Hadoop Consultant Resume Segundo, CA - Hire IT People

SUMMARY:

Over 3 years of experience in Hadoop, Sqoop, Flume, Hive, PIG, MapReduce and HBASE with exposure to projects from different business verticals.
5 years of database and Linux systems administration experience.
Expertise on Hadoop architecture, YARN, MapReduce and Hadoop Eco - System components.
Experience in planning, deploying and managing multi-node development, testing and production Hadoop clusters with eco-system components like HIVE, PIG, SQOOP, OOZIE, FLUME, HCATALOG and ZOOKEEPER. Cluster management using Cloudera manager and Hortonworks Ambari.
Experience in analyzing the security requirements for Hadoop and integrating with Kerberos authentication infrastructure- KDC server setup, creating realm /domain, managing principles, generating key tab file for each and every service and managing using key tab tools.
Experience on setting up Name Node high availability for major production clusters and designed automatic failover control using Zookeeper and Quorum journal nodes.
Experience in importing and exporting data from different databases like MySQL and Oracle DB into HDFS using Sqoop.
Worked on streaming the data into HDFS from web servers using flume.
Setting up automated 24x7 monitoring and escalation infrastructure for Hadoop clusters using Nagios and Ganglia.
Experience in benchmarking, backup and disaster recovery of Name Node metadata.
Performed major and minor upgrades, commissioning and decommissioning of data nodes on Hadoop cluster.
Python and Shell scripting experience.
Knowledge of Java Virtual Machine and multi-thread processing.

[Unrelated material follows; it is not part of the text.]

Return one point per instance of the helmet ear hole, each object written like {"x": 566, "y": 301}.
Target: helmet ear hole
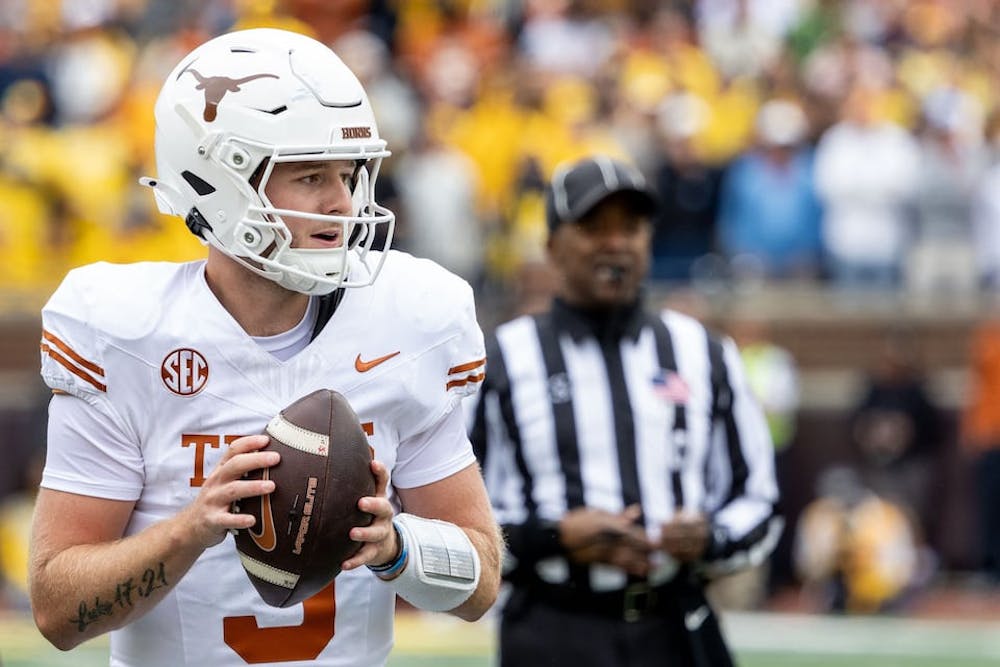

Hands on Java programming knowledge.
An expert in analyzing client’s existing Hadoop infrastructure and provide performance tuning accordingly.
Team player and self-starter with excellent communication skills and proven abilities to finish tasks on time.

TECHNICAL SKILLS:

Hadoop Ecosystem: HDFS, MapReduce, YARN, Hive, Pig, Sqoop, Oozie, Flume, Zoo Keeper, Cloudera Manager, Ambari

Security: Kerberos

Scripting: Python, Shell scripting, Puppet

Programming languages: Java, C, C++

Databases: MySQL, MsSQL, MongoDB, Cassandra

Monitoring Tools: Nagios, Ganglia, Cloudera Manager, Ambari

Operating Systems: Linux(RHEL/Ubuntu/CentOS), Windows(XP/7/8)

PROFESSIONAL EXPERIENCE:

Confidential, Segundo, CA

Hadoop Consultant

Responsibilities:

Worked with the Linux administration team to prepare and configure the systems to support Hadoop deployment.
Performed various configurations which Includes, networking and IP tables, resolving hostnames, user accounts and file permissions, http, ftp, SSH key less login.
Implemented authentication and authorization service using Kerberos authentication protocol.
Performed benchmarking on the Hadoop cluster using different bench marking mechanisms.
Tuned the cluster by Commissioning and decommissioning the DataNodes.
Implemented Fair scheduler on the job tracker to allocate the fair amount of resources to small jobs.
Upgraded the Hadoop clusters from CDH3 to CDH4.
Deployed high availability on the Hadoop cluster (quorum journal nodes).
Implemented automatic failover zookeeper and zookeeper failover controller.
Configured Ganglia which include installing gmond and gmetad daemons which collects all the metrics running on the distributed cluster and presents them in real-time dynamic web pages which would further help in debugging and maintenance.
Implemented Kerberos for authenticating all the services in Hadoop Cluster.
Deployed Network file system for NameNode Meta data backup.
Performed a POC on cluster back using distcp, Cloudera manager BDR and parallel ingestion.
Configured and deployed hive metastore using MySQL and thrift server.
Development of Pig scripts for handling the raw data for analysis.
Maintained, audited and built new clusters for testing purposes using the Cloudera manager.
Deployed and configured flume agents to stream log events into HDFS for analysis.
Configured Oozie for workflow automation and coordination.
Custom monitoring scripts for Nagios to monitor the daemons and the cluster status.
Custom shell scripts for automating redundant tasks on the cluster.
Worked with BI teams in generating the reports and designing ETL workflows on Pentaho.
Involved in loading data from UNIX file system to HDFS.
Defined Oozie workflow based on time to copy the data upon availability from different Sources to Hive.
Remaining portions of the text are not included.